Mortgage servicer Hamilton Financial Services Corp. is being sold to Houston's Harbor Financial Group in a cash deal worth about $5.5 million, or 95 cents a share.

Hamilton has $1 billion of mortgage servicing rights, and services about $1 billion of loans for other companies. The company exited the origination side of the business in 1995, closing 32 offices.

Hamilton put itself on the auction block in October 1994, and stopped looking for a buyer five months later after a search by Keefe, Bruyette & Woods proved unfruitful. The company and Keefe began another search for a buyer last October.

Orin Kramer, a principal of Kramer Spellman, a Fort Lee, N.J., investment partnership with a larger stake in Hamilton, had begun pressuring the board of directors to sell last August. In a telephone interview, Mr.

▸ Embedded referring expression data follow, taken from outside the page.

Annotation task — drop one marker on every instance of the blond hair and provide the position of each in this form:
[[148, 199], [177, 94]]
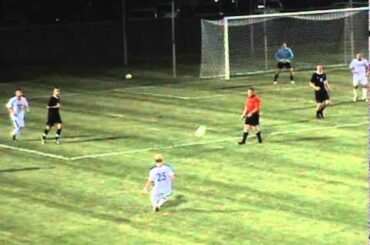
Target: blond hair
[[158, 158]]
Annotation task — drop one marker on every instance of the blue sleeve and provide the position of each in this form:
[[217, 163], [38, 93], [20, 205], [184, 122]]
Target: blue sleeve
[[277, 55], [291, 54]]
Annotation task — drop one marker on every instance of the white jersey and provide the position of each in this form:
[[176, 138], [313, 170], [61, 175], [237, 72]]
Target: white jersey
[[162, 178], [19, 106], [359, 67]]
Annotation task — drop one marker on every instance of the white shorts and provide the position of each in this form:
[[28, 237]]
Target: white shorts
[[360, 80], [18, 122], [157, 196]]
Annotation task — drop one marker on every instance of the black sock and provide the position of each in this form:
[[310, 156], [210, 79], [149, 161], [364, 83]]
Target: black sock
[[59, 131], [259, 137], [46, 131], [245, 136]]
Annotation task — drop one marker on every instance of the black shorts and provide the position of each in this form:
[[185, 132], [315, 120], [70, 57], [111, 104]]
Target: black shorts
[[53, 118], [321, 96], [282, 65], [254, 120]]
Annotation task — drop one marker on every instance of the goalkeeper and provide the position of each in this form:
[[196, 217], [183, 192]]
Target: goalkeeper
[[284, 57]]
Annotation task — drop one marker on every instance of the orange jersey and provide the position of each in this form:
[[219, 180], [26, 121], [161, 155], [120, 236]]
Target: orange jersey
[[253, 103]]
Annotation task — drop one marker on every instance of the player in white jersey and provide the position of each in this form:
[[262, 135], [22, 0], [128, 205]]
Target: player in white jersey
[[160, 180], [360, 68], [17, 107]]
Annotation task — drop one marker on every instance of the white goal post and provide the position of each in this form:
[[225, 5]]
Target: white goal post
[[242, 45]]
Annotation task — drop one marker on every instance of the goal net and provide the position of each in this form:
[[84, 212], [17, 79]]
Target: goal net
[[247, 44]]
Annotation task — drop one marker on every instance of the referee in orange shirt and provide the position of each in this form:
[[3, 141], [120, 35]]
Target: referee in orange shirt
[[251, 115]]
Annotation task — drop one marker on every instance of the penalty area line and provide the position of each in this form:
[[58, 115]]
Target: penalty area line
[[174, 146], [34, 152], [118, 153]]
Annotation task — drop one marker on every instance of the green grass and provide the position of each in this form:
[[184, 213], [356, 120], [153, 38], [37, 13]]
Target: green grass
[[305, 185]]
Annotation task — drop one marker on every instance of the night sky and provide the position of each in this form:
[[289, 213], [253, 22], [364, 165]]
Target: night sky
[[26, 12]]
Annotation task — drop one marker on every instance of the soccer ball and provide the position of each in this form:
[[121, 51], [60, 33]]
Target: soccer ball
[[201, 131], [128, 76]]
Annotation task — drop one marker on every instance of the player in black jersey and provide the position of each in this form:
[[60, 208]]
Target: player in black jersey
[[320, 84], [53, 116]]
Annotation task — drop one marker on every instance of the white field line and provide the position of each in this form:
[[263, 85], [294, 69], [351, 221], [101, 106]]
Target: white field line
[[34, 152], [130, 91], [207, 142], [118, 153], [320, 128]]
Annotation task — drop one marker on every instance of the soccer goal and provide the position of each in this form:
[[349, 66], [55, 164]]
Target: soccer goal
[[243, 45]]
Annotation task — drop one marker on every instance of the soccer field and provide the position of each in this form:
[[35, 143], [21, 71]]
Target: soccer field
[[307, 184]]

Kramer said he is grateful the situation is over. Other shareholders include Nicholas Adams of Wellington Management and Raymond Garea of Mutual Shares.

The company's stock, listed on Nasdaq, once traded as high as $4.125 a share in 1995.

Richard Ransom, vice president of finance at Hamilton, said the company could no longer compete with larger mortgage companies and deposit institutions because of what he said was irrational pricing on the secondary market. The $21 million raised through a public offering in 1993 to expand the company came just as the market contracted, Mr. Ransom said.

Harbor will keep Hamilton's servicing site in Scottsbluff, Neb., Mr. Ransom said.